Total external nodes: 1

## By Resource Type
- `model`: 1

## By Package
- `core_project`: 1

## Nodes
| Package       | Type    | Name           | Unique ID                          |
| core_project  | model   | dim_customers  | model.core_project.dim_customers   |

The script also accepts a --fail-on-external flag, which exits with a non-zero status if any external nodes are detected. This is useful in a governance-focused CI check, for example, asserting that a project has no unexpected external dependencies beyond what’s been explicitly approved.

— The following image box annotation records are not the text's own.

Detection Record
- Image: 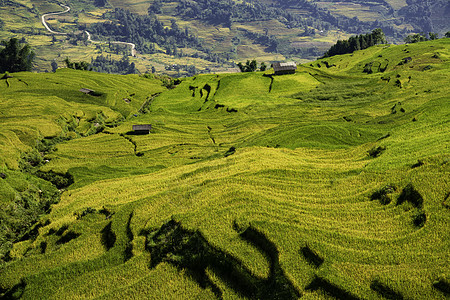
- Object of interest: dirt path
[41,4,136,56]
[84,30,136,56]
[41,4,70,35]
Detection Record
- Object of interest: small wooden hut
[80,88,94,95]
[133,124,152,134]
[272,61,297,75]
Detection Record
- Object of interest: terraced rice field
[0,39,450,299]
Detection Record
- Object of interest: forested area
[323,28,386,58]
[86,8,231,63]
[0,38,35,73]
[89,8,202,53]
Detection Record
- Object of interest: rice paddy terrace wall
[0,39,450,299]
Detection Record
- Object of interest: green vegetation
[0,39,450,299]
[0,38,34,73]
[322,28,386,58]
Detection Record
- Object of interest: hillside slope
[0,39,450,299]
[0,0,450,76]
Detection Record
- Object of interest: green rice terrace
[0,39,450,299]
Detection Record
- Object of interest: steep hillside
[0,39,450,299]
[0,0,450,76]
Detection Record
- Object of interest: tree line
[322,28,386,58]
[0,38,35,73]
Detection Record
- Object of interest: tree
[0,38,34,73]
[259,62,267,71]
[148,0,162,15]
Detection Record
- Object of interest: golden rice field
[0,39,450,299]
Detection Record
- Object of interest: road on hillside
[41,4,70,35]
[41,4,136,56]
[84,30,136,56]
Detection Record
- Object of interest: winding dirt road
[41,4,136,56]
[41,4,70,35]
[84,30,136,56]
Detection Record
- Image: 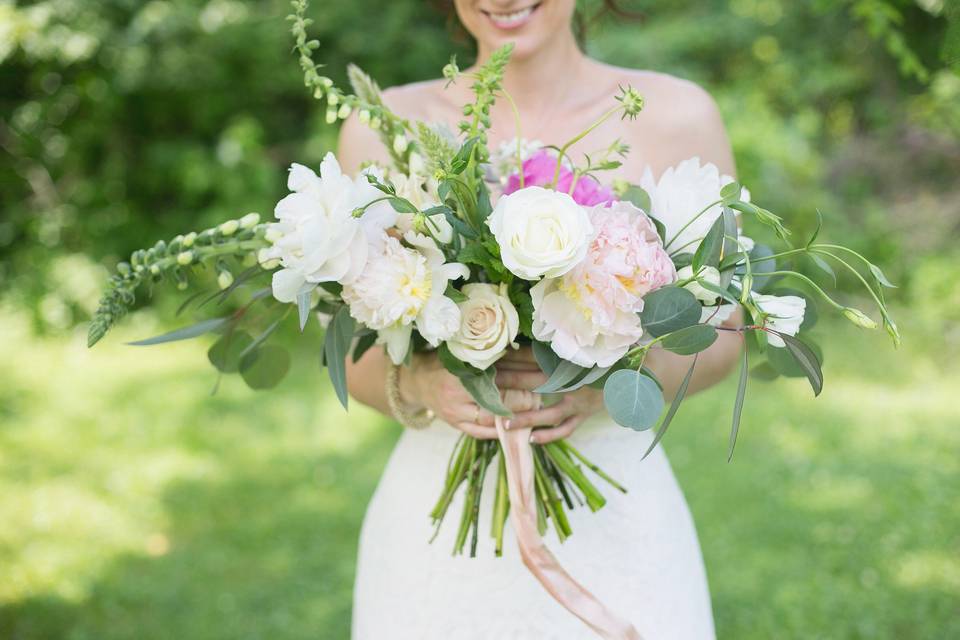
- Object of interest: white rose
[677,265,720,305]
[487,187,593,280]
[447,283,520,369]
[753,293,807,347]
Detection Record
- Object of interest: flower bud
[240,213,260,229]
[843,307,877,329]
[217,220,240,236]
[217,270,233,289]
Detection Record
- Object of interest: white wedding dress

These scripts are workarounds, not solutions. The underlying limitation is a known constraint of dbt’s plugin API: injected nodes are not full ManifestNode objects, so dbt docs generate can’t enrich them the way it would native models. This may improve as the plugin API matures.


Caveats to Know Before Adopting

Plugin API is still beta. The dbt plugin system arrived in v1.6 and is still evolving. Pin your dbt and dbt-loom versions together and test upgrades carefully before rolling them to production.

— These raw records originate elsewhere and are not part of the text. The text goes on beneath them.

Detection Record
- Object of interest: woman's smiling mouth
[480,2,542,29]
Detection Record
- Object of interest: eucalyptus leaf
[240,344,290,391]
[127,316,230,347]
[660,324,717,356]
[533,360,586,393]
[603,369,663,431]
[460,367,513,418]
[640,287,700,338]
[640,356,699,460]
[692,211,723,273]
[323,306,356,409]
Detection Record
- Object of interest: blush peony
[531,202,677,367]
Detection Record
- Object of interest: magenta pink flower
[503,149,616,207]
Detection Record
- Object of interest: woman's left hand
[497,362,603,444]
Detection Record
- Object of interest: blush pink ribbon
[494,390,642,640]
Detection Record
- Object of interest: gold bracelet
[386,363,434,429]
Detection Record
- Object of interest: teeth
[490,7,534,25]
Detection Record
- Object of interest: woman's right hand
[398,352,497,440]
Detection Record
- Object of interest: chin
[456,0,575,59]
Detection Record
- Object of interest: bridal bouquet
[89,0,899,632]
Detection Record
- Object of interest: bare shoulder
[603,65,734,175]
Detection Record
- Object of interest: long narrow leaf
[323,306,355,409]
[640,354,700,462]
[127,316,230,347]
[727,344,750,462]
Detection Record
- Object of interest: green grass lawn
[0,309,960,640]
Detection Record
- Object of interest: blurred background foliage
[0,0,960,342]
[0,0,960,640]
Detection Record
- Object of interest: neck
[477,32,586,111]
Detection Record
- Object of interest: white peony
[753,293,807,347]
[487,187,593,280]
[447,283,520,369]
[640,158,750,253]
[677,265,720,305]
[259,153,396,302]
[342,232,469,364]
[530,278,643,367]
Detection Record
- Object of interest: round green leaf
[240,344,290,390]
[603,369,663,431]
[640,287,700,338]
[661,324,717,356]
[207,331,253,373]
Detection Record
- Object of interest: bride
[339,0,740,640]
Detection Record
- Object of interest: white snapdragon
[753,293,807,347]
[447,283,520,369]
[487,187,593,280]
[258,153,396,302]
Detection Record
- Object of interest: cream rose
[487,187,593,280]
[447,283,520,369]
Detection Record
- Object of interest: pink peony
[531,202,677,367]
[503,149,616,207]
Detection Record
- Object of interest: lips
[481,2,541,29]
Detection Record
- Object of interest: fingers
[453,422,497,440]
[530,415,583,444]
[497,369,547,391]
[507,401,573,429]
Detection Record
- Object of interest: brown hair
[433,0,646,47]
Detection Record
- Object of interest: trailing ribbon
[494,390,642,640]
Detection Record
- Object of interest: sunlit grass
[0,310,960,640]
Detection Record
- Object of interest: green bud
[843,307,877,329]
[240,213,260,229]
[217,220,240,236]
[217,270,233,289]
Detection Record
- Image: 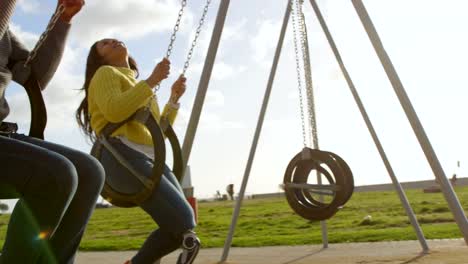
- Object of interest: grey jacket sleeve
[8,19,70,88]
[0,0,16,39]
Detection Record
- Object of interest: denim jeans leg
[0,137,78,263]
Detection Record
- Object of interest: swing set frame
[176,0,468,262]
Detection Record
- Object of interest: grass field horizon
[0,186,468,251]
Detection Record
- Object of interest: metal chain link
[182,0,211,75]
[166,0,187,59]
[298,0,318,148]
[24,5,65,67]
[291,0,307,147]
[154,0,211,94]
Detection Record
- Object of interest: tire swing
[282,0,354,221]
[91,0,211,207]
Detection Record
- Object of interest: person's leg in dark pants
[0,137,78,263]
[101,139,195,264]
[14,137,105,263]
[132,169,195,264]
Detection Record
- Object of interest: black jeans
[0,134,105,264]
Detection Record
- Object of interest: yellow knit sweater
[88,66,177,146]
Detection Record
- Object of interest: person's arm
[9,0,84,89]
[8,20,70,89]
[0,0,16,39]
[89,66,153,123]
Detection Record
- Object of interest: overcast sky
[7,0,468,197]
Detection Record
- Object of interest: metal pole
[352,0,468,244]
[310,0,429,252]
[182,0,230,175]
[221,1,291,262]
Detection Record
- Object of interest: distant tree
[226,183,234,200]
[0,202,10,213]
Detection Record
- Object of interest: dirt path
[77,239,468,264]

Manifest freshness is your responsibility. There’s no background metadata service. If the upstream project runs and schema changes but the manifest isn’t republished, downstream projects silently build on stale information. Make manifest publishing a required, non-optional CI step.

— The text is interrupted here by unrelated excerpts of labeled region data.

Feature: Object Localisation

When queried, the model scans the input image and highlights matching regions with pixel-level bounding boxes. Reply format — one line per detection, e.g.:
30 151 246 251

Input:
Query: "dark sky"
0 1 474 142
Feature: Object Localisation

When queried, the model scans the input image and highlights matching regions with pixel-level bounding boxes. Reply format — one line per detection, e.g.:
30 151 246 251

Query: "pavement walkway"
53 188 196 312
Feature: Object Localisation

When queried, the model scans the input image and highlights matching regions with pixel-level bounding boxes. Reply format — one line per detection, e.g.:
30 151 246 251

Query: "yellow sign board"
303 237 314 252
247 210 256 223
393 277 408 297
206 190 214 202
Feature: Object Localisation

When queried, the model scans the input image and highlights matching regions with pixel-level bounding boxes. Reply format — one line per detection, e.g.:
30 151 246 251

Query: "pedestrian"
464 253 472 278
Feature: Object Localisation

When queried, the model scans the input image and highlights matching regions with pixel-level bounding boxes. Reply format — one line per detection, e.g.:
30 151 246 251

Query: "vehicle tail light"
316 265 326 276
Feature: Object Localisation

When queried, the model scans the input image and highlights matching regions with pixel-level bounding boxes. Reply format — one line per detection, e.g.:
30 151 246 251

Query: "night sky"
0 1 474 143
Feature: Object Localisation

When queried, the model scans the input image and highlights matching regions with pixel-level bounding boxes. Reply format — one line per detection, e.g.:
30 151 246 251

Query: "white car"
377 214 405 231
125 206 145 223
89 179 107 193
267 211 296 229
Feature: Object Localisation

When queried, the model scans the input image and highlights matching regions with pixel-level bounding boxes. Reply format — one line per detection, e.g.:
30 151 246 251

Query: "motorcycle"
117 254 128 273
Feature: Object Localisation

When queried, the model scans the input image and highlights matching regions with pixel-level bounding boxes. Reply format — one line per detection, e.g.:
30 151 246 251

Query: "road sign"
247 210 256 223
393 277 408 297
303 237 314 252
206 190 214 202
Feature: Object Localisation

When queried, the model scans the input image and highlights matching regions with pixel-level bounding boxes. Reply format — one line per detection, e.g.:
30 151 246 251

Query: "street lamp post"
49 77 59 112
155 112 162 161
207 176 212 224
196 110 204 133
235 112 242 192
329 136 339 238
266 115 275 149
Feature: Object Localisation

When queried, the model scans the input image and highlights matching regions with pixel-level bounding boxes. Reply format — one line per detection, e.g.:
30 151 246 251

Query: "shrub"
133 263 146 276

Mark manifests as optional during bootstrapping. When standing up a new downstream project before the upstream has ever run, avoid hard failures:

manifests:
  - name: core_project
    type: file
    config:
      path: $CORE_PROJECT_MANIFEST_PATH
    optional: true

Exclude upstream packages from injection. If your upstream project uses dbt_project_evaluator or similar, you don’t want those nodes leaking into your downstream graph:

manifests:
  - name: core_project
    type: s3
    config:
      bucket_name: your-bucket
      object_name: manifest.json
    excluded_packages:
      - dbt_project_evaluator

When to Use dbt-loom vs. When to Consider dbt Cloud Mesh

Use dbt-loom if:

  • You’re on dbt Core and want multi-project references without a Cloud migration
  • Your team is comfortable owning manifest publishing in CI
  • You have a small-to-medium number of upstream projects (roughly 1–4)
  • You want to validate dbt Mesh patterns before committing to them at scale

Consider dbt Cloud Mesh if:

  • You need first-class cross-project lineage in a shared UI
  • You want environment-aware ref resolution (staging refs staging, prod refs prod) handled automatically
  • You have many interdependent projects and manifest management is becoming a coordination burden
  • You need model versioning and access policy governance at scale

Wrapping Up

The mono repo vs. multi repo question isn’t primarily a tooling question, it’s more about team ownership boundaries. If your data teams are becoming meaningfully independent, splitting dbt projects along domain lines is a sound architectural move regardless of which repo strategy you adopt.

dbt-loom makes that move accessible without a Cloud contract. The mechanism is clean: upstream projects run and publish a manifest.json, downstream projects consume it and reference public models with the exact same ref() syntax dbt Cloud Mesh uses. No source code sharing, no tight coupling, just metadata.

The fan-out pattern in the demo (one core_project feeding both finance_project and marketing_project) is the topology you’ll encounter most often in practice. Get the execution order right (upstream first, always), enforce public model contracts, keep your manifests fresh, and you have a working open-source data mesh.

The docs limitation is real but manageable with the patching scripts in the demo. If rich cross-project lineage in a shared UI is a hard requirement for your team, that’s probably the clearest signal to look at dbt Cloud Mesh seriously.